The Asian Tiger mosquito.

Archived Story

Mosquito hunt

Published 6:45pm Friday, July 19, 2013

 

County to begin spraying this week

Mosquito numbers are growing in Beaufort County, so Environmental Health is stepping in to control the problem.

According to a press release from the Beaufort County Health Department, mosquito spraying will commence in the coming week. From dusk to early evening and from early morning until dawn, trucks will be hitting the areas in the county where the most mosquito activity. Right now, that’s the Northwest part of Beaufort County, from Washington to the Martin County line.

“It’s a very, very light dose of pesticide,” said Eugene McRoy, an Environmental Health program specialist with the health department. “Basically, the spray will get flying mosquitos.”

McRoy said that’s why mosquito spraying happens in the hours specified — during the times of the day when the spray has the longest hang time in the air and mosquitos are flying in force. But what the spray won’t do is decimate the population of one certain breed of mosquito.

Unlike other species, the Asian Tiger mosquito is most active during the day and is dormant during the hours when it’s most effective to spray for mosquitos. The county, instead, advises home and business owners to help in controlling the Asian Tiger numbers because their adopted habitats are smaller, more protected environments: buckets, fountains, tires or anything else commonly found around the yard that can collect water.

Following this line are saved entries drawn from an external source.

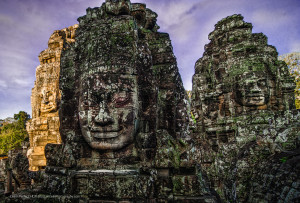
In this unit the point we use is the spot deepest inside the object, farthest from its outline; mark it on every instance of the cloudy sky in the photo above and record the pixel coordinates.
(26, 25)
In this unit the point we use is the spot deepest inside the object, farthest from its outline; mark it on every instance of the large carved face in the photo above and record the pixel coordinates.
(108, 110)
(252, 89)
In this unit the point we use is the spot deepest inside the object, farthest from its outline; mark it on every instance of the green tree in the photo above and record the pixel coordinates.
(13, 134)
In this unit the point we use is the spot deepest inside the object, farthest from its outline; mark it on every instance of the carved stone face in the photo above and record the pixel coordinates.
(252, 89)
(108, 110)
(48, 102)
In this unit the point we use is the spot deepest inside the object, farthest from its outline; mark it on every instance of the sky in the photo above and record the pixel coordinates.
(26, 25)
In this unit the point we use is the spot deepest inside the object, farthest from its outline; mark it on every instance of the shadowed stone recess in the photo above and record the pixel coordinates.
(243, 104)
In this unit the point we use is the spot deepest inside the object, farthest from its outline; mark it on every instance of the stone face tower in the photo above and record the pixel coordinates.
(124, 120)
(43, 128)
(243, 102)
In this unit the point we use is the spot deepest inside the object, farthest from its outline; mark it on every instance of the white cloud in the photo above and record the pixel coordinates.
(294, 46)
(3, 84)
(271, 19)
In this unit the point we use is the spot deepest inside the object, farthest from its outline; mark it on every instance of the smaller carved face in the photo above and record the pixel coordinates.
(252, 89)
(48, 103)
(108, 110)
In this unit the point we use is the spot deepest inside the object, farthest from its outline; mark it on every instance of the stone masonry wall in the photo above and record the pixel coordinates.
(43, 128)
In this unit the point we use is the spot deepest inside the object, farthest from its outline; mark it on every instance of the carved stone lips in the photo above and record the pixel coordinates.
(104, 132)
(105, 135)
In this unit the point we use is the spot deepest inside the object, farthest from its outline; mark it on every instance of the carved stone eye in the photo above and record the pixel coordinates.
(121, 99)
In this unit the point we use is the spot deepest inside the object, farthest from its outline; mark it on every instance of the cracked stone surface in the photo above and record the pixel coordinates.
(123, 116)
(246, 122)
(43, 128)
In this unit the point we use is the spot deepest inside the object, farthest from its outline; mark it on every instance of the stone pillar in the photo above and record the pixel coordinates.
(9, 187)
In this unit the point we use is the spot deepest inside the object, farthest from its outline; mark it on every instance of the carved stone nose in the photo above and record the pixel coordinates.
(255, 89)
(103, 117)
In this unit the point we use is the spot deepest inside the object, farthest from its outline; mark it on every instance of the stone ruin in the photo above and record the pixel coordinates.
(243, 104)
(123, 116)
(43, 128)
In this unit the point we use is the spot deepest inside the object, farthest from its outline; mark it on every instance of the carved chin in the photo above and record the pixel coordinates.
(108, 140)
(255, 101)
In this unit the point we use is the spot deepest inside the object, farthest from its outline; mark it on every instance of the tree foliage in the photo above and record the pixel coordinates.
(12, 134)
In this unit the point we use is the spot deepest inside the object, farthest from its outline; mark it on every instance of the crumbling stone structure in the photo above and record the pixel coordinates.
(243, 103)
(43, 128)
(123, 116)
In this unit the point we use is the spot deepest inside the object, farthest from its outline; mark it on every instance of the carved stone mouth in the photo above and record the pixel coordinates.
(105, 133)
(96, 129)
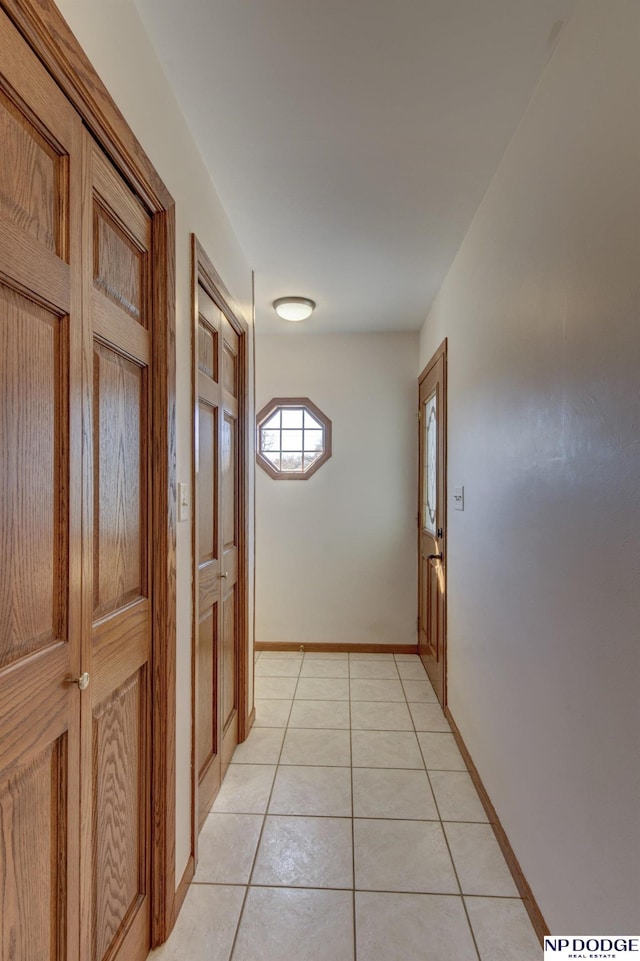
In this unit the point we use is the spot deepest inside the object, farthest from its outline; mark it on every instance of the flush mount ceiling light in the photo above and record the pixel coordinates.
(294, 308)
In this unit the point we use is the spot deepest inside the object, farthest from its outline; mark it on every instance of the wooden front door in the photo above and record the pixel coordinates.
(432, 517)
(75, 624)
(218, 579)
(116, 737)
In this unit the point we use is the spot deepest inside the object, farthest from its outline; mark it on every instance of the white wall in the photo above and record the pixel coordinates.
(541, 311)
(336, 554)
(114, 39)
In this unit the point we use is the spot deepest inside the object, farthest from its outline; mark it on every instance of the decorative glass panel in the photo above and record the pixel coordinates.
(310, 423)
(274, 422)
(291, 460)
(294, 439)
(292, 419)
(313, 440)
(429, 504)
(270, 440)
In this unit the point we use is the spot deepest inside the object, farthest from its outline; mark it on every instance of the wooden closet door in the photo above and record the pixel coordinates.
(230, 479)
(40, 509)
(207, 551)
(218, 518)
(116, 713)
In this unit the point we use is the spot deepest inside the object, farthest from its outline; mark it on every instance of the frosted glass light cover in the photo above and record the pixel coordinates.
(294, 308)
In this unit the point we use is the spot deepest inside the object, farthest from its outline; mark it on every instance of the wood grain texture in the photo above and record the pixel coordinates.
(29, 178)
(230, 366)
(49, 282)
(530, 903)
(119, 267)
(119, 818)
(118, 791)
(33, 858)
(119, 481)
(207, 721)
(432, 540)
(229, 480)
(41, 328)
(207, 483)
(229, 658)
(33, 467)
(207, 350)
(49, 35)
(163, 524)
(219, 519)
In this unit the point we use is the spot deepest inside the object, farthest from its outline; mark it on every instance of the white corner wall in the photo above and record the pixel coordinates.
(114, 39)
(336, 554)
(541, 308)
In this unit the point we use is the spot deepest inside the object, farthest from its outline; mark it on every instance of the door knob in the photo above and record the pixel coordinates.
(82, 681)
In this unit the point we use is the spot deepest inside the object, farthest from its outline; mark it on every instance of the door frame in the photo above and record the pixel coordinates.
(43, 27)
(203, 272)
(440, 353)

“If they don’t get rid of those sources, they’re never going to get rid of the problem,” McRoy advised.

The health department recommends the following to help eliminate mosquito breeding sites:

-Empty or throw away containers in your yard that can collect water such as tires, buckets, bottles, toys, etc.

-Change water in pet bowls, bird baths and flower pot saucers at least twice a week

-Clean clogged rain gutters

-Repair leaky faucets

-Keep water from accumulating on tarps and boat covers

Bio-friendly larvacides, known as “mosquito dunks” that control larval growth (without harming other animals) can also be purchased at local garden and hardware stores.

McRoy also asks that anyone who has bee hives or newly constructed fishponds to alert the health department as to their location.

“The spray we use can potentially be toxic to bees and, of course, if we know of a beehive, we want to avoid it,” McRoy said. “We just try to be careful.”

McRoy said, most years, it’s the salt marshes in eastern Beaufort County that drive mosquito numbers up. The problem lay elsewhere this year, likely because of the heavy rainfall in the western part of the county, he said.